Un ejemplo de ello se encuentra en Candelaria, donde una explotación avícola con 62 años de historia ha visto cómo el coste de alimentar a sus 20.000 gallinas se ha disparado en cuestión de semanas. La reciente subida del precio del pienso, vinculada al aumento de los costes energéticos y de transporte tras la escalada de tensión en Oriente Próximo, supone ya un sobrecoste que supera los miles de euros mensuales.
Según explicó su responsable, María José Marrero, a Atlántico Hoy, el pienso ha encadenado dos subidas recientes: 15 euros por tonelada en un primer momento y otros 12 euros por tonelada la semana siguiente. En una explotación que consume alrededor de 60 toneladas al mes, ese incremento se traduce en unos 1.600 euros más cada mes solo en alimentación animal, sin contar el combustible necesario para mover la producción ni la energía para los calefactores de los pollitos.
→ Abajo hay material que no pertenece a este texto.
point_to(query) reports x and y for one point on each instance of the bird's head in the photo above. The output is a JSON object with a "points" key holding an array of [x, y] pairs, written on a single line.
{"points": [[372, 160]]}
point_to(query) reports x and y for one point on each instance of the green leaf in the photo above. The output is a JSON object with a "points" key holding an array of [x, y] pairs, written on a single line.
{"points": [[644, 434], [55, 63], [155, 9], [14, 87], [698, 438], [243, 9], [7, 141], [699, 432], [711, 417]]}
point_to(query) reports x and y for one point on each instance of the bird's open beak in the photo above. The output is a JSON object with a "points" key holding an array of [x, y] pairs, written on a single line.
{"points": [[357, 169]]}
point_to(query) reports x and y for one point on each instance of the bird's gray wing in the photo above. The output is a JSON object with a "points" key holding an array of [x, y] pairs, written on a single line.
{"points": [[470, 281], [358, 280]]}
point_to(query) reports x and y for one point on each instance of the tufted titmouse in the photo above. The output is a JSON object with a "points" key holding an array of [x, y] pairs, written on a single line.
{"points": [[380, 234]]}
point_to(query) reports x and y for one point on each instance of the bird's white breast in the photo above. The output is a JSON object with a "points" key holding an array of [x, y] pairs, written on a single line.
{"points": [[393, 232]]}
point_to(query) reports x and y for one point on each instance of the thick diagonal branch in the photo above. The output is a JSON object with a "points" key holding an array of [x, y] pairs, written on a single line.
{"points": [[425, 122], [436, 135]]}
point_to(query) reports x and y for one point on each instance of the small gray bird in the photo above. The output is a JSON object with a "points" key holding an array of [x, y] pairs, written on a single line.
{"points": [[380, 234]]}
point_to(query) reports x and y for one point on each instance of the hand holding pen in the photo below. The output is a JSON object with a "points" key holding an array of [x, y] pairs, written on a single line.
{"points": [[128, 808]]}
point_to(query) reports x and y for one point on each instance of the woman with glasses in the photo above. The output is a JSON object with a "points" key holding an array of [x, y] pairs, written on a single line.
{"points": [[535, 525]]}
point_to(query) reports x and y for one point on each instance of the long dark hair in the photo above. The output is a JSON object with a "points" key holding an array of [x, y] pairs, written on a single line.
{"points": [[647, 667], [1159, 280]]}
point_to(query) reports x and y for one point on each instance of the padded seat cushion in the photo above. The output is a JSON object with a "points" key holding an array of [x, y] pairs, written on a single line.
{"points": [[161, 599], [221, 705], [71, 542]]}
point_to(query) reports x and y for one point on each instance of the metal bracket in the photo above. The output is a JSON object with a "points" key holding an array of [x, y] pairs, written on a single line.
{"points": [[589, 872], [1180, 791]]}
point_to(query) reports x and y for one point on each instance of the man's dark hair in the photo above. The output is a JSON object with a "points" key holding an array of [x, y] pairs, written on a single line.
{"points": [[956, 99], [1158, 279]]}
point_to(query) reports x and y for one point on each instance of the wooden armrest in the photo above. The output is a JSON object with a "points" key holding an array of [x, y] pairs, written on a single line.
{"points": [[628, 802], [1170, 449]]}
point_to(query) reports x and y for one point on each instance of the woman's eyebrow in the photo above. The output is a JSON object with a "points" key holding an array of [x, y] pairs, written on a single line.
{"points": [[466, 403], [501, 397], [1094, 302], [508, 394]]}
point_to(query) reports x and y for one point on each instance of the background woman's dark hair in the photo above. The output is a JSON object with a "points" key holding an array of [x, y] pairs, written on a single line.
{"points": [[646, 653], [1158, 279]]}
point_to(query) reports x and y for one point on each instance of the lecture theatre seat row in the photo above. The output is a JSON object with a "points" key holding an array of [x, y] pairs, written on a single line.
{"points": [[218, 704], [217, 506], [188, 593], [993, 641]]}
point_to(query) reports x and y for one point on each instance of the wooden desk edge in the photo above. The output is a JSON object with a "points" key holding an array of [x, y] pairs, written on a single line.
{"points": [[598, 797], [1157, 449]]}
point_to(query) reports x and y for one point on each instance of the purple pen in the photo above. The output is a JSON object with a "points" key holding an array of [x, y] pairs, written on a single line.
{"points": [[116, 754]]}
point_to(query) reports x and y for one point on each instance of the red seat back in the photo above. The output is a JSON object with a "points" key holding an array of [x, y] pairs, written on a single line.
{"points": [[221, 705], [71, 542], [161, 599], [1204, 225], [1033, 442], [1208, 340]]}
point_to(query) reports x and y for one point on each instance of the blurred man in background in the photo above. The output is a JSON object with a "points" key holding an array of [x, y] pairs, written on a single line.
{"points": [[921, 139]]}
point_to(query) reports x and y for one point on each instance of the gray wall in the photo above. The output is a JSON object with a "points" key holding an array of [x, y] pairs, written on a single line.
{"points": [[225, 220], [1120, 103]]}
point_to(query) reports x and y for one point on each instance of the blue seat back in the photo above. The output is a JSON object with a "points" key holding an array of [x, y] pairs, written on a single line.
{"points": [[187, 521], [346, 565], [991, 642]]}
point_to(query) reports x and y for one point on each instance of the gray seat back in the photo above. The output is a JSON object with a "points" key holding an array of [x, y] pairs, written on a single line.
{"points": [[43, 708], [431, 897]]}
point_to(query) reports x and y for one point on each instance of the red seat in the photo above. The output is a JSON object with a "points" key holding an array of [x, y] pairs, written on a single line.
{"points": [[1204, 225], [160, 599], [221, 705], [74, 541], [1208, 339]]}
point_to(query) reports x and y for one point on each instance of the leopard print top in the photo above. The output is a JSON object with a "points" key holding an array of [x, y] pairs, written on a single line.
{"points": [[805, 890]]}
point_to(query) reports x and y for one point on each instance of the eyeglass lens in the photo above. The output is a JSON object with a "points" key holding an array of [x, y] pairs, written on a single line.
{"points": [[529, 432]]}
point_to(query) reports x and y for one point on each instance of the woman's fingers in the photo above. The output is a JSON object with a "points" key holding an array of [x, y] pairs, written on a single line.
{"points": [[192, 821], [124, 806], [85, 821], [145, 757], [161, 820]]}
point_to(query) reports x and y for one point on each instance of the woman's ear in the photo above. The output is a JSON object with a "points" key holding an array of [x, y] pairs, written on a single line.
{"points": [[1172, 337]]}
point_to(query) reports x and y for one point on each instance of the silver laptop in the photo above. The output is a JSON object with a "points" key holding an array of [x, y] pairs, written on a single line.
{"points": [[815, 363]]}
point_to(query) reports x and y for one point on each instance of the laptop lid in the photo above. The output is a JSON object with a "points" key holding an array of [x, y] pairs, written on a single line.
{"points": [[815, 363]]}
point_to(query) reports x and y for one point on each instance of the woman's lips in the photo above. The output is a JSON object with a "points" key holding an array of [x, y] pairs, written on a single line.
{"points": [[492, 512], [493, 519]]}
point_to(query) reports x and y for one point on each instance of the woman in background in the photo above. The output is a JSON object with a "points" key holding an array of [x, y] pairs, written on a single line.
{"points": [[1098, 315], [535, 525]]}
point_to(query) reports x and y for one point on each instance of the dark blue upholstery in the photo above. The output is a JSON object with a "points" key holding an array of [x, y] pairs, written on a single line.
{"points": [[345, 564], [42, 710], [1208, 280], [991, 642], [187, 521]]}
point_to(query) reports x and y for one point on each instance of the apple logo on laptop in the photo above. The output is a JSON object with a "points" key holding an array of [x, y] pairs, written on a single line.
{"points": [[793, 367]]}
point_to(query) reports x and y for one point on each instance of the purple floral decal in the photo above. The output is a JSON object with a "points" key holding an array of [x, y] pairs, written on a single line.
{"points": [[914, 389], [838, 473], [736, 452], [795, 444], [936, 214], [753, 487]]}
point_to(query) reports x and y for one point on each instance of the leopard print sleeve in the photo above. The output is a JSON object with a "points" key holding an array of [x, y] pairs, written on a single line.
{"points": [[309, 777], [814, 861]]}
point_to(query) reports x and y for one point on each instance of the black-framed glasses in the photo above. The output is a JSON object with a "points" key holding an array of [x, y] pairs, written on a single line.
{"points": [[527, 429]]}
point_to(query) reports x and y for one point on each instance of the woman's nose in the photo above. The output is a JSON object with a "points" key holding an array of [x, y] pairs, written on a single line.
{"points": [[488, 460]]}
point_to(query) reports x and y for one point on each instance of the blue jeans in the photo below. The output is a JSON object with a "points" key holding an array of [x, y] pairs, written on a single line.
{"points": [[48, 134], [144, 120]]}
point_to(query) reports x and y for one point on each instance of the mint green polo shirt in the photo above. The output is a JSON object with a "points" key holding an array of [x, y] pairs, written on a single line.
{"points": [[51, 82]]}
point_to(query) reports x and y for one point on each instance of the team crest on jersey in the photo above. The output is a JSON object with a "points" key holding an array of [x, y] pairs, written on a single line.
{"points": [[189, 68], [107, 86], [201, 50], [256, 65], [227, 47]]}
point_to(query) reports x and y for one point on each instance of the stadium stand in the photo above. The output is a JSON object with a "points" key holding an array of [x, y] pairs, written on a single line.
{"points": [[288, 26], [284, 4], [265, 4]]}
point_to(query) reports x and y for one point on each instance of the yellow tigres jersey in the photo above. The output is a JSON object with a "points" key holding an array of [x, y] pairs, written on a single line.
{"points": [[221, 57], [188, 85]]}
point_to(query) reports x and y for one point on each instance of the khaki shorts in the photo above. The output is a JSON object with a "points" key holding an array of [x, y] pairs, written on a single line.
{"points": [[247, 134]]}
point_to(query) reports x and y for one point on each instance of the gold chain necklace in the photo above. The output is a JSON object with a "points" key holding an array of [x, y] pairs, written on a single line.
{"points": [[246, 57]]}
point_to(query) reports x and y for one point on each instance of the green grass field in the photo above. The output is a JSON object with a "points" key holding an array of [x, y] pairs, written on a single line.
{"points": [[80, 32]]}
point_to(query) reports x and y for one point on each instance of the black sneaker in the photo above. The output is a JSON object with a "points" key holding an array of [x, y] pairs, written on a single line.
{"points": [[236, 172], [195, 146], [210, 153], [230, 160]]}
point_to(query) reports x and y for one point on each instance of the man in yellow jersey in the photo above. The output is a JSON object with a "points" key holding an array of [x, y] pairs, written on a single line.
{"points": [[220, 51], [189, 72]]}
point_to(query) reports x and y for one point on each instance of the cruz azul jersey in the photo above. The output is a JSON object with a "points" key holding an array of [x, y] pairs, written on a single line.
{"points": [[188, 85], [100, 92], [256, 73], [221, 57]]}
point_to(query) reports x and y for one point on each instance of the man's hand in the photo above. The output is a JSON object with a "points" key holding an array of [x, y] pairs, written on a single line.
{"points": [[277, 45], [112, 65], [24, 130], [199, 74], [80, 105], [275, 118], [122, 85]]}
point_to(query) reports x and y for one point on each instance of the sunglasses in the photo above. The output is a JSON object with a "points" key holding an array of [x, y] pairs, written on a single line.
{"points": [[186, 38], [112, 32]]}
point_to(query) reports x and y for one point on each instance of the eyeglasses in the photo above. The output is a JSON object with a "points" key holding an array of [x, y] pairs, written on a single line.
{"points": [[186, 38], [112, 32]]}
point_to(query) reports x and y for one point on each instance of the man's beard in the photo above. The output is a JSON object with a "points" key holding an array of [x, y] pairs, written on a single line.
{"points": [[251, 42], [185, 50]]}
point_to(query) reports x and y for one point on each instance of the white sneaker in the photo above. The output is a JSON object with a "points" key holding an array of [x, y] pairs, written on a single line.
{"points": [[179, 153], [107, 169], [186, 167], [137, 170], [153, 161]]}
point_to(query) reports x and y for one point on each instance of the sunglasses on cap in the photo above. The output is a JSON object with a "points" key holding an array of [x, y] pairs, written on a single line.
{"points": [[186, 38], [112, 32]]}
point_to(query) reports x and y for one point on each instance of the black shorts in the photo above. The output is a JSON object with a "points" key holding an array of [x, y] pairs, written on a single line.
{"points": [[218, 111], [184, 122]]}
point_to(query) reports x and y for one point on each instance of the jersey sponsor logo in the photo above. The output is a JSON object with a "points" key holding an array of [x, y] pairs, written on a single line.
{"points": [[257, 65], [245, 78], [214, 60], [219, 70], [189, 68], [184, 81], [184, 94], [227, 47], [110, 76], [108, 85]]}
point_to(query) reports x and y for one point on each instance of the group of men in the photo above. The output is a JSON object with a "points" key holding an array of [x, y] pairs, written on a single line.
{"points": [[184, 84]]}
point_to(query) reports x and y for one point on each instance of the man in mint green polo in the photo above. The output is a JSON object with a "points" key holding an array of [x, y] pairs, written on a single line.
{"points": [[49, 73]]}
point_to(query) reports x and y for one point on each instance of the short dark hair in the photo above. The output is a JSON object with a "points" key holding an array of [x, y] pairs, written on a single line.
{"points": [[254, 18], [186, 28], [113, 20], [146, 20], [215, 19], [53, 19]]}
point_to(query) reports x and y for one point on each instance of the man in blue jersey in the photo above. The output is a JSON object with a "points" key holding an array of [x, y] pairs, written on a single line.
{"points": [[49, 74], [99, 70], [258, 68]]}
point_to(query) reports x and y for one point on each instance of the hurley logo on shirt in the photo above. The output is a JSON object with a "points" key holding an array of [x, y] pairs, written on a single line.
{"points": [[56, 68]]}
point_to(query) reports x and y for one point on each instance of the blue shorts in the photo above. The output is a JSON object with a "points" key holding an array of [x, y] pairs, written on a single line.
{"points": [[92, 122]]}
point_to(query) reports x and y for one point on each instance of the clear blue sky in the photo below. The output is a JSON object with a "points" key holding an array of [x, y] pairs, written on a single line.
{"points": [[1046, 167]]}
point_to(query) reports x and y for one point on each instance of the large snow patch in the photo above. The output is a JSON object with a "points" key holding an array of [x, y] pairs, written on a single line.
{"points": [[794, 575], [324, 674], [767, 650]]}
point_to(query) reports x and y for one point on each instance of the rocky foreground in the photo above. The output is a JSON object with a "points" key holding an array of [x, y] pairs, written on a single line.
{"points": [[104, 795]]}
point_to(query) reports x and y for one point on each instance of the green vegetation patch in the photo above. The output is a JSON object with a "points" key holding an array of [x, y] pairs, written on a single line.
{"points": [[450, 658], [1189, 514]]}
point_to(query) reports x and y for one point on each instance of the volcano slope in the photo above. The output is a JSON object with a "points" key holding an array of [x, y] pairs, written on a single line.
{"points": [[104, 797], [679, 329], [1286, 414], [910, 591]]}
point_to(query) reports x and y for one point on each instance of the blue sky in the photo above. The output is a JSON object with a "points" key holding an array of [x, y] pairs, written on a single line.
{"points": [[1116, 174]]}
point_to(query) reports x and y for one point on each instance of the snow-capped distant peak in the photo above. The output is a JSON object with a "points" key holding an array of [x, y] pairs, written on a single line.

Preocupación por el precio del huevo
En la granja, el esfuerzo diario también tiene cifras enormes, con unos 16.000 huevos diarios y una cantidad que ronda el medio millón al mes, la producción abastece a buena parte de Tenerife. No obstante, la rentabilidad no acompaña siempre al volumen, ya que María José sostiene que el precio que recibe el productor no crece al mismo ritmo que el que ve el consumidor en el supermercado.
“Vemos el panorama un poco negro”, lamenta la mujer, quien añade que el huevo puede aparecer bastante por encima de lo que cobra la explotación en origen. Esa diferencia, explica, deja poco margen para absorber subidas sucesivas sin perder rentabilidad. A ello se suma la presión de unos consumidores que también han visto reducida su capacidad adquisitiva en los últimos años, lo que dificulta aún más trasladar el incremento de los costes al precio final sin afectar a la demanda.
Pese a las dificultades, María José Marrero sigue al frente de una actividad que conoce desde que nació y que forma parte de la historia de su familia. Sin embargo, reconoce que cada nueva subida de costes añade presión a un sector que ya trabaja con márgenes muy ajustados. La preocupación no es solo mantener la producción hoy, sino garantizar que explotaciones con décadas de trayectoria puedan seguir existiendo el día de mañana.